Induced Voltage as a function of time.

[ElijahRockers]

1. The problem.
A circular loop of radius 4cm has a plane which is perpendicular to the electric field B. (The area vector is +k, so is the field vector.) The strength of the field varies with time according to the equation B=4/(t^3). Give an expression for the voltage as a function of time.

2. Homework Equations .
OK, I'm using V_induced = -d/dt(B_flux), which is Faraday's law, and B_flux = Integral(B.dA)

The Attempt at a Solution

I'm not great at this calculus stuff, but when trying to find the field flux, int(B.dA), I can assume that dA is equal to A, and that it's constant, since the area is not changing right? Well A = .04m^2, so I get B_flux = .04*int(4/(t^3))dt, right? Are my limits of integration from 0 to DeltaT? Either way, I get an error because the integral will leave me with t in the denominator, and since the initial limit is 0, it is undefined.

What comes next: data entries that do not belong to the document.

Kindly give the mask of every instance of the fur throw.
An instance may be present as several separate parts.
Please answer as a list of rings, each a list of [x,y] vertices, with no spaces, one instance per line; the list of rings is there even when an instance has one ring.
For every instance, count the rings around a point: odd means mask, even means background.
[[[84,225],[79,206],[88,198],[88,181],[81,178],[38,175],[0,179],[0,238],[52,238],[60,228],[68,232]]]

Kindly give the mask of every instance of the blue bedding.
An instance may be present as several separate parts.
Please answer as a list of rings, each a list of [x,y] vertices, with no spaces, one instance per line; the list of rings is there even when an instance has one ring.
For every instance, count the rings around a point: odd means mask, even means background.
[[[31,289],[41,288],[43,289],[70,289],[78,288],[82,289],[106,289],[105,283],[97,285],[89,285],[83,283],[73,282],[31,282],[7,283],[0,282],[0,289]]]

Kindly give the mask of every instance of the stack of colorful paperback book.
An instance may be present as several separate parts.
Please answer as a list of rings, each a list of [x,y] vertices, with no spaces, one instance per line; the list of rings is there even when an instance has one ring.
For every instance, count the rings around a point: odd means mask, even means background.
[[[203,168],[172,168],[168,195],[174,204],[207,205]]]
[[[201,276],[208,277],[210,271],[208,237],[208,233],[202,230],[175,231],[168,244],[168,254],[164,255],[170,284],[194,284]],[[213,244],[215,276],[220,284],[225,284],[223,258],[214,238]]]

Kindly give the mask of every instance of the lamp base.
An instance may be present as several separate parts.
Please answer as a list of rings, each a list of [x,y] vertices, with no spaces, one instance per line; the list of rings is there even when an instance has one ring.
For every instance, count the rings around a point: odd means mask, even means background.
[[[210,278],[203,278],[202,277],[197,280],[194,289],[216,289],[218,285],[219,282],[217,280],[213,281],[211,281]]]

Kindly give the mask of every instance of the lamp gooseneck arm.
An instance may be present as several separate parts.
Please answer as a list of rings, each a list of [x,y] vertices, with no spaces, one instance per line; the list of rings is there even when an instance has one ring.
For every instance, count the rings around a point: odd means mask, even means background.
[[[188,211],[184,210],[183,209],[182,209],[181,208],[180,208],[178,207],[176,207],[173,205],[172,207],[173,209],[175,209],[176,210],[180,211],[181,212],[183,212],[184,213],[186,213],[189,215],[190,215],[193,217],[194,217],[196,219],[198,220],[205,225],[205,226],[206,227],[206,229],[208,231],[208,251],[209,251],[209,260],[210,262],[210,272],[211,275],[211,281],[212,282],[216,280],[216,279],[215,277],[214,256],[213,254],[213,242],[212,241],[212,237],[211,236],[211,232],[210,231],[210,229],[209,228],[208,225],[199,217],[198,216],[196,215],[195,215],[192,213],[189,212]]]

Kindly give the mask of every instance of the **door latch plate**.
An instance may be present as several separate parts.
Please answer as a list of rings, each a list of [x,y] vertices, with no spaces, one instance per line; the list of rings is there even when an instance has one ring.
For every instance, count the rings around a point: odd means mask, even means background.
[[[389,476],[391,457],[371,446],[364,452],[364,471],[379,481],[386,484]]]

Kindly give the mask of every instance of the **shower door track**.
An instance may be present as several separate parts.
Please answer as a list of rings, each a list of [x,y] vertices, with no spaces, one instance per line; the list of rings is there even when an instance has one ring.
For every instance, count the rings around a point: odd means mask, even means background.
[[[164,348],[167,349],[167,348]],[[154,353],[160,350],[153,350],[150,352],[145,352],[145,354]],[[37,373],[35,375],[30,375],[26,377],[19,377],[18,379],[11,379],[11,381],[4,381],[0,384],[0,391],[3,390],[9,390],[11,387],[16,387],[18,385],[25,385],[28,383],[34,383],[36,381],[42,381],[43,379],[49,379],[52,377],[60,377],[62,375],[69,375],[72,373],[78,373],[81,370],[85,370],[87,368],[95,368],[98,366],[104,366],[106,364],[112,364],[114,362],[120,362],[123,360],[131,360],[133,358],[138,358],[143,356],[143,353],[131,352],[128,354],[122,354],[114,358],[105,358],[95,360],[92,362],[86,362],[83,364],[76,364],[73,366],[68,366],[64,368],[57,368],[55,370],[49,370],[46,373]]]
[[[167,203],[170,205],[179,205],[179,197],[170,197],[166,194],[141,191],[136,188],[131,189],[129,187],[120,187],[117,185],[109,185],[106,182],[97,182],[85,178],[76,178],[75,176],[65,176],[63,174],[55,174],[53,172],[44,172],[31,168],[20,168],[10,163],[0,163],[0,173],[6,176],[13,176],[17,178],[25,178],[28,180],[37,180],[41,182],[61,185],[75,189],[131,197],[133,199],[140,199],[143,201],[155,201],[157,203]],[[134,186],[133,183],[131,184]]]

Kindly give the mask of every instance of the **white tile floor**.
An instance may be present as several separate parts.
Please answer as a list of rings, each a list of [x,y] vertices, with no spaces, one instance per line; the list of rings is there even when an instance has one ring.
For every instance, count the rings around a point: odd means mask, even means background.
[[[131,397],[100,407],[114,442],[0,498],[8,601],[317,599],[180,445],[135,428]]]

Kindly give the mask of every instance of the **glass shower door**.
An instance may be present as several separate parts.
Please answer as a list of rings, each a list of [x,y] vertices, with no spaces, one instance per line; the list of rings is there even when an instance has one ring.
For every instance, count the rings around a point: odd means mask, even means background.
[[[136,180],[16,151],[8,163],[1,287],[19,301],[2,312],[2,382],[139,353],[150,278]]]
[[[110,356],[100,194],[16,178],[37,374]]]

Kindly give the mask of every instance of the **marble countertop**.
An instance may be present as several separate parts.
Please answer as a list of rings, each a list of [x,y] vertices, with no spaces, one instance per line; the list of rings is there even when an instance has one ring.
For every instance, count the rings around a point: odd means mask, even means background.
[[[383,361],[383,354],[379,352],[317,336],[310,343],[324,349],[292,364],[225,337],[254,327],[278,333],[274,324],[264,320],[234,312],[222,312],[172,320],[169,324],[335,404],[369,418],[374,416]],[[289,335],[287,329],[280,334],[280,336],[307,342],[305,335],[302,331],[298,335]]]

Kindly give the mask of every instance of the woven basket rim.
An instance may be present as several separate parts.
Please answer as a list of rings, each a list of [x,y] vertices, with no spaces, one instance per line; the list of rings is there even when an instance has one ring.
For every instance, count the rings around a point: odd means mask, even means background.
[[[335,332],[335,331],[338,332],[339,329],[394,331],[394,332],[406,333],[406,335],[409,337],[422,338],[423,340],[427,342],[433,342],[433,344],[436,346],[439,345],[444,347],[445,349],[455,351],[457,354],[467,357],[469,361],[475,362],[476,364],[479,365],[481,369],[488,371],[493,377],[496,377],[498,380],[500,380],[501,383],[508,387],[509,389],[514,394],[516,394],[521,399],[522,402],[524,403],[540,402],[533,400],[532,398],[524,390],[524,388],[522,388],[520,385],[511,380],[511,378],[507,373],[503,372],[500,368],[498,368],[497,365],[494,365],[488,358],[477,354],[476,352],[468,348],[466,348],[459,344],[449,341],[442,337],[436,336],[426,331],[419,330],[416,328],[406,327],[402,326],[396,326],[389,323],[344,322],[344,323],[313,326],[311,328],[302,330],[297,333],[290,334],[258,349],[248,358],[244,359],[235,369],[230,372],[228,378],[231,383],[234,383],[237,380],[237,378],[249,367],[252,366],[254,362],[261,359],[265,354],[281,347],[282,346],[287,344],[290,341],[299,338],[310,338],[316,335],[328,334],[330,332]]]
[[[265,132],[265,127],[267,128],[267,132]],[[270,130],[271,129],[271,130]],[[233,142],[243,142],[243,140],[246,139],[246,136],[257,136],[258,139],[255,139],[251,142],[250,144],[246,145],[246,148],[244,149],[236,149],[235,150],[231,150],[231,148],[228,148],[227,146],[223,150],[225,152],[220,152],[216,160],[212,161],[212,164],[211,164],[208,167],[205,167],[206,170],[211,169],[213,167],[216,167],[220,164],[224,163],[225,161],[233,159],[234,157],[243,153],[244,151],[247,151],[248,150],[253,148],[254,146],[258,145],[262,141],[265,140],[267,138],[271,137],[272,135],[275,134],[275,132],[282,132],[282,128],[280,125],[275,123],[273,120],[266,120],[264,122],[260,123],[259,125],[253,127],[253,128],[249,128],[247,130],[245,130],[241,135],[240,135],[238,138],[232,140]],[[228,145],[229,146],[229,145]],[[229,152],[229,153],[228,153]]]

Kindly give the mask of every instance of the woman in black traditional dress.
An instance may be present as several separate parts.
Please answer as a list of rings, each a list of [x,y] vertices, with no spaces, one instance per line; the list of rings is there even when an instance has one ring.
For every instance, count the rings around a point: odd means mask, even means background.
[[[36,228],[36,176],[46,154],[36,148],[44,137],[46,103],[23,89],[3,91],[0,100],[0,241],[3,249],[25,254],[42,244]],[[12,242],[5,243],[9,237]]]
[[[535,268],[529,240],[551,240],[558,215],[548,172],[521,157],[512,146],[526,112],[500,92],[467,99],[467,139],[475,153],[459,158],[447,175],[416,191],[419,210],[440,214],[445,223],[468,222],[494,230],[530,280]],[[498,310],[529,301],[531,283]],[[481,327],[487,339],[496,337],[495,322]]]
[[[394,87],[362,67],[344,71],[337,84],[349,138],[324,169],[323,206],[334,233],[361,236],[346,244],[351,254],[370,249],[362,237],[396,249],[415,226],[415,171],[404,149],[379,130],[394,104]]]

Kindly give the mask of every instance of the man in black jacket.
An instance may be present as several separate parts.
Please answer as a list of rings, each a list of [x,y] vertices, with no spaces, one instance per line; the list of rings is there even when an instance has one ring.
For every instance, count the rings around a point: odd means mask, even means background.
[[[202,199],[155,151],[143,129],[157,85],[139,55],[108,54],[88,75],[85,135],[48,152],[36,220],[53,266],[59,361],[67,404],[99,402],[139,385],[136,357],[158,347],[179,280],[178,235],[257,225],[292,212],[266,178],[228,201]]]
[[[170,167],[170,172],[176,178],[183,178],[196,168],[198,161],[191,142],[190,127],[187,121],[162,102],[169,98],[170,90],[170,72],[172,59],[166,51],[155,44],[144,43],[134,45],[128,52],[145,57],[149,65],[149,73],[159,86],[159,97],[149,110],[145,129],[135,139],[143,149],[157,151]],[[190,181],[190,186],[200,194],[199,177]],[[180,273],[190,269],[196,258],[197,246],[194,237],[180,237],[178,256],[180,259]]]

Anyway, after I do find an expression for the B_flux, i can take the derivative of it to find d/dt(B_flux) and that should be the Induced voltage as a function of time... right?

Thanks in advance.

 

[gneill]

In order to find the flux you want to integrate the field over the area of the loop. This has nothing to do with time; time is a constant at any given instant, and you're interested in finding the flux through the loop at any given instant in time.

The equation that you quoted, B_flux = Integral(B.dA), is summing over differential elements of flux B.dA . It seems that the magnetic field B is a constant over the area of the loop, since it doesn't have any geometrical terms related to x, y, or z. So the magnetic field is uniform over the loop at any given instant in time, so we can pull it out of the integration over the loop area.

\Phi = \int B \cdot dA = B \int dA = BA = 4 t^{-3} \pi r^2

Where you have to worry about the time is when you differentiate this flux with respect to time in order to determine the induced voltage. Since we're not concerned about the polarity of the induced voltage,

|\varepsilon| = \left| \frac{d \Phi}{dt} \right|

You should be able to carry on from here.

 

[ElijahRockers]

You should be able to carry on from here.

Thank you very much! I think I got it. Wish I had been a member of this forum several semesters ago, haha!